Flytilizer is used in agricultural and horticultural soils and in potting soil
Greenhouse growers do not simply use Flytilizer because it is organic, but also because the product is Skal-certified. The product is not yet applicable for water culture, a technique often used in vertical farms. "It would be great to supply to vertical farms as well, over time."
The origin of the company in 2009 was to develop sustainable feed, with a sustainable substitute for fishmeal as a first concept. Together with co-founder Tarique Arsiwalla, the current CEO Kees Aarts founded Protix to establish insect cultivation as an industry.
At the time, mealworms were really only produced for fishing, so this was ground-breaking work. Following two years of greenhouse trials, the two founders succeeded in growing insects commercially, and soon needed to move to a larger facility.
The expansion story of Protix is proudly displayed in the Bergen op Zoom facility (Click here to zoom)
In 2019, Protix relocated its production from Dongen to Bergen op Zoom. And instead of a greenhouse, you'll now find a self-developed multi-layer cultivation system.
"The Dongen II production facility formed the basis for the building we are in now. Future premises will be built along the same lines, although we will continue to develop of course."
The multi-layer production facility
The production facility is highly automated, with very little human interaction within the factory. Billions of insects crawl around inside the thousands of crates that are transported by robots and placed on conveyor systems to either feed them or move them onto the next process.
Once fully grown – generally after about eight days - the crate contents are separated and processed. The insects are processed into protein meal, fluid fat and puree. Remaining are the skin and droppings, which are processed into insect frass, the basis for the Flytilizer and Frassor garden fertilizer products for consumers.
Thijs in front of a rack full of insect-based products
Besides growing and processing the insects, Protix also has a dedicated space for breeding. One percent of the insects are kept for parent lines to create new insects from. To keep innovating, the company is collaborating with an insect breeder to constantly improve its products.
Think of larvae, for instance, which are even more efficient in converting different kinds of waste streams. In comparison to the previous years, the larvae have considerably increased in size.
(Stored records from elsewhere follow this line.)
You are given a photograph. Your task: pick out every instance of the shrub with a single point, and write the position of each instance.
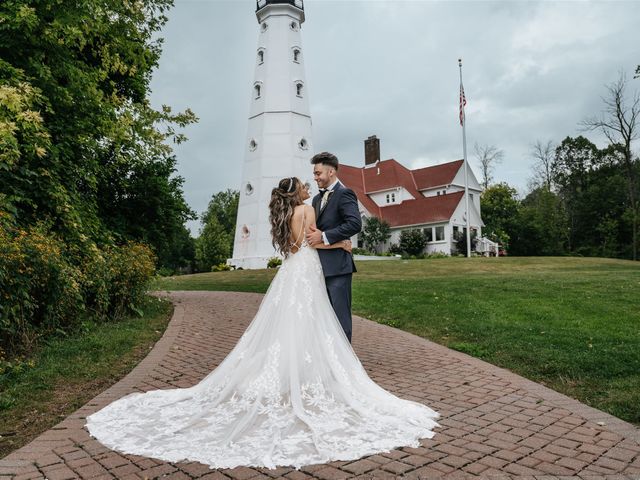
(47, 287)
(40, 289)
(274, 262)
(413, 242)
(221, 267)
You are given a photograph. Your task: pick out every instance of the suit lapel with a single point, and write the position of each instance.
(328, 200)
(316, 205)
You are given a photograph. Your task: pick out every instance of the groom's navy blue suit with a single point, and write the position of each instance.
(339, 220)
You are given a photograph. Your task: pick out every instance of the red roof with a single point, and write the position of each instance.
(437, 175)
(364, 181)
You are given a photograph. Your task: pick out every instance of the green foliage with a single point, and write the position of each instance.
(215, 243)
(82, 148)
(412, 242)
(274, 262)
(375, 232)
(221, 267)
(500, 206)
(543, 228)
(87, 171)
(49, 288)
(460, 241)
"All those swarming larvae packed in a crate together generate a lot of heat. This is why climate control in the production facility is important, just as in regular vertical farms," Thijs adds.
Larvae and the black soldier fly (below)
Protix's products are now being processed by other companies into products for (pet) food, livestock and aqua feed. However, insects are also fit for human consumption, and society is gradually gearing up for this with frontrunners pointing out the sustainability and protein aspect of this kind of diet.
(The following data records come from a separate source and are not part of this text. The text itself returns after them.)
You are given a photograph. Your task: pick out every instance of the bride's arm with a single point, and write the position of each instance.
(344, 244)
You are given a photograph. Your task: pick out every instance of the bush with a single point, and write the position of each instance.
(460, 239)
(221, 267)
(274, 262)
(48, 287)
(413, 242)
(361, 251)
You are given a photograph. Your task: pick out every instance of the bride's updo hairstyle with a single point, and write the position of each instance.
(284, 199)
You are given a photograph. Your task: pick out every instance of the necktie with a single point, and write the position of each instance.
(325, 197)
Elselina adds: "We're already looking into consumer products. We've now allocated production for three insects for humans: crickets, mealworms and grasshoppers. For every insect and production method, we are obliged to submit an application under the EU Novel Food Regulation."
The company is planning on submitting more applications in the future. In the meantime, the company prides itself on substituting environmentally unfriendly products such as meat, soya and palm oil. Indirectly, these products have an impact on the rest of the food chain as humans are the main end consumers of these products, such as chicken.